In a way, being a fan in a conference is the same way.  We all talk smack on each other, and we give each other crap all of the time.  However, during bowl season or the NCAA tournament, more often than not, we root for our conference rivals because we're all one big dysfunctional family.  Sure, there may be one or two teams we don't root for one reason or another, but for the most part, we root each other.  I'll root for CU to beat someone, and I genuinely felt for their fans last Friday because we've been there.  Hell, we ARE there right now.

It's unfortunate that a simple joke, which wasn't really all that bad, singled out BracketCat on a national website to support a hypothesis that fans are irrational.  Especially when the point of the piece itself, ironically, is pointless.

The word, fan, is short for fanatic, and the definition of that word means:

-noun: a person with an extreme and uncritical enthusiasm or zeal, as in religion or politics.

So, really, what Doug is trying to say is that we shouldn't be fans at all.  We shouldn't be overzealous because that would be...hell, I don't know what he's trying to say that would be.  All I can get out of it is that we shouldn't have fun, crack jokes, or poke fun at other teams.  It's like telling someone to go to McDonald's and buy a salad.  And I don't want to be a salad eating automaton.
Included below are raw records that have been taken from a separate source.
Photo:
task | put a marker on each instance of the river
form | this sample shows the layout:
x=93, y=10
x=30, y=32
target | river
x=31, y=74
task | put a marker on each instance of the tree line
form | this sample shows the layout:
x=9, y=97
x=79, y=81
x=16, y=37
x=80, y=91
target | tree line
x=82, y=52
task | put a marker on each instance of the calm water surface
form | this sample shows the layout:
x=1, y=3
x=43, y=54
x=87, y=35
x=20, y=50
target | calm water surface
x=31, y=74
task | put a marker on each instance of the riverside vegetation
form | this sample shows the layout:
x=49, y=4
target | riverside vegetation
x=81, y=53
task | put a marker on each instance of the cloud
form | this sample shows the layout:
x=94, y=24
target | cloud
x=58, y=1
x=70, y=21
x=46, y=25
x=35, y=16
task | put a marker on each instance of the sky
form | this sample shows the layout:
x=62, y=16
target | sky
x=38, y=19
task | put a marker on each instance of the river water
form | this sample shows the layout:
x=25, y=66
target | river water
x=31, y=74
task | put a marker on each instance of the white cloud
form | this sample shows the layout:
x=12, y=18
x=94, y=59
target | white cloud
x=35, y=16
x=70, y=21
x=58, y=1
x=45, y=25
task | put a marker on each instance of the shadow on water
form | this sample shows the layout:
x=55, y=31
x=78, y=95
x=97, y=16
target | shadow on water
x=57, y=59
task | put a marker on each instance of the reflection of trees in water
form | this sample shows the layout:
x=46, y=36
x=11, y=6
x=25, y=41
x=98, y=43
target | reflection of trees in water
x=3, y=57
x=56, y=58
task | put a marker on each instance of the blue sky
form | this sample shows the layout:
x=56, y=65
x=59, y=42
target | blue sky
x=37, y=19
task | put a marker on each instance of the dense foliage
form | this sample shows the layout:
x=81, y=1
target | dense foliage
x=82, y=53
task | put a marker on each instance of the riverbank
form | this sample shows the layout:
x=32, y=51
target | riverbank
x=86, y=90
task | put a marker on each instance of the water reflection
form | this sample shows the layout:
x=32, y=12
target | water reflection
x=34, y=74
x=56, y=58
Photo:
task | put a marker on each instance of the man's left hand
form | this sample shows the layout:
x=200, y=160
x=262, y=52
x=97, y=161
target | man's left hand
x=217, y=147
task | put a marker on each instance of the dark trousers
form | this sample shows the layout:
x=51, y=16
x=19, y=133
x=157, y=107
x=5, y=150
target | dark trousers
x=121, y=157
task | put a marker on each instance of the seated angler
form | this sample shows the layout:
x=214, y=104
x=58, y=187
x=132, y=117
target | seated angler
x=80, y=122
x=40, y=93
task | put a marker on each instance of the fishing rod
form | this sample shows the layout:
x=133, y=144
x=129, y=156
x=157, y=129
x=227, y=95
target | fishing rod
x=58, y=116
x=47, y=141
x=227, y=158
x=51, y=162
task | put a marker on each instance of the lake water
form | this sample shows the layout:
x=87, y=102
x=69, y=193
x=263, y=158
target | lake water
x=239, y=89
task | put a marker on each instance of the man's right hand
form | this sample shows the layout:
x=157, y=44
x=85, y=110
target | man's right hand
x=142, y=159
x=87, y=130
Or, maybe the point is that as a fan of a downtrodden team, I should never crack jokes about other teams.  Doug, I've been a Royals fan for the past twenty-eight years.  If that's the case, I'd have been humorless since the Reagan administration.  My football team, outside of a very nice stretch in the past twenty years, hasn't had anything to brag about.  I can't bottle this shit in that long, man.

I read Bracket's post, and I laughed.  Not just because it was funny, but because, yes, misery loves company.  More than that, it's a game, and it's supposed to be fun.  Talking shit, cracking jokes, and constantly calling for the backup quarterback (or kicker) is the right of every fan.  You go up to your buddy, tell him his team sucks, watch said team thump your team, and you hand over twenty bucks you lost on a completely stupid and pointless wager made with no basis in reality.  It's what being a fan is all about, and I wouldn't have it any other way.